[WIP] Wait for PLEG events along with requests to runtime #124953

hshiina · 2024-05-19T18:52:31Z

What type of PR is this?

/kind bug

What this PR does / why we need it:

This fix makes pod workers wait for PLEG events to be received after
they request the runtime to start or stop containers.

Currently, a pod worker waits for the PLEG to update cache along with a
PLEG event by calling GetNewerThan() at every time syncing pod.
However, it does not look enough to wait for the cache to be updated
once without confirming if it is updated as expected. For example,
after a pod worker starts a container in SyncPod(), if the pod worker
enters syncPod() again before a container started event is delivered,
the worker tries to create the container again. Because a pod worker
does not remember what it requested the container runtime to do, the
worker computes actions in SyncPod() only by seeing cached container
statuses in which the container has not started. So, before entering
SyncPod() again, cached statuses of all containers that were requested
to start need to be updated by PLEG. However, just calling
GetNewerThan() once does not guarantee that all events are received by
PLEG, especially in a case of Evented PLEG where events are delivered
independently.

This problem actually happened with the Evented PLEG and might happen
with the Generic PLEG. In order to avoid an unexpected regression, the
behavior of pod workers is changed only when the Evented PLEG is
enabled.

Which issue(s) this PR fixes:

Fixes #

Special notes for your reviewer:

Does this PR introduce a user-facing change?

NONE

Additional documentation e.g., KEPs (Kubernetes Enhancement Proposals), usage docs, etc.:

`CreatedAt` timestamp of `ContainerEventResponse` should be passed as nanoseconds to `time.Unix()`.

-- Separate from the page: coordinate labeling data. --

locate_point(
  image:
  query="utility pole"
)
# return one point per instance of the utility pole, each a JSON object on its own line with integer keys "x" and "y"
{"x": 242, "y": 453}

There are some cases where a pod worker is woken up without a cache update by the PLEG such as a pod termination. Then, the worker gets stuck in `cache.GetNewerThan()` till the global cache timestamp is updated by the PLEG. In order to unblock the stuck worker as early as the Generic PLEG, this fix makes the Evented PLEG update the global cache as frequently as the Generic PLEG.

This fix makes pod workers wait for PLEG events to be received after they request the runtime to start or stop containers. Currently, a pod worker waits for the PLEG to update cache along with a PLEG event by calling `GetNewerThan()` at every time syncing pod. However, it does not look enough to wait for the cache to be updated once without confirming if it is updated as expected. For example, after a pod worker starts a container in `SyncPod()`, if the pod worker enters `syncPod()` again before a container started event is delivered, the worker tries to create the container again. Because a pod worker does not remember what it requested the container runtime to do, the worker computes actions in `SyncPod()` only by seeing cached container statuses in which the container has not started. So, before entering `SyncPod()` again, cached statuses of all containers that were requested to start need to be updated by PLEG. However, just calling `GetNewerThan()` once does not guarantee that all events are received by PLEG, especially in a case of Evented PLEG where events are delivered independently. This problem actually happened with the Evented PLEG and might happen with the Generic PLEG. In order to avoid an unexpected regression, the behavior of pod workers is changed only when the Evented PLEG is enabled.

k8s-ci-robot · 2024-05-19T18:52:36Z

[APPROVALNOTIFIER] This PR is NOT APPROVED

This pull-request has been approved by: hshiina
Once this PR has been reviewed and has the lgtm label, please assign mrunalp for approval. For more information see the Kubernetes Code Review Process.

The full list of commands accepted by this bot can be found here.

Needs approval from an approver in each of these files:

pkg/kubelet/OWNERS

Approvers can indicate their approval by writing /approve in a comment
Approvers can cancel approval by writing /approve cancel in a comment

k8s-ci-robot · 2024-05-19T18:52:39Z

This issue is currently awaiting triage.

If a SIG or subproject determines this is a relevant issue, they will accept it by applying the triage/accepted label and provide further guidance.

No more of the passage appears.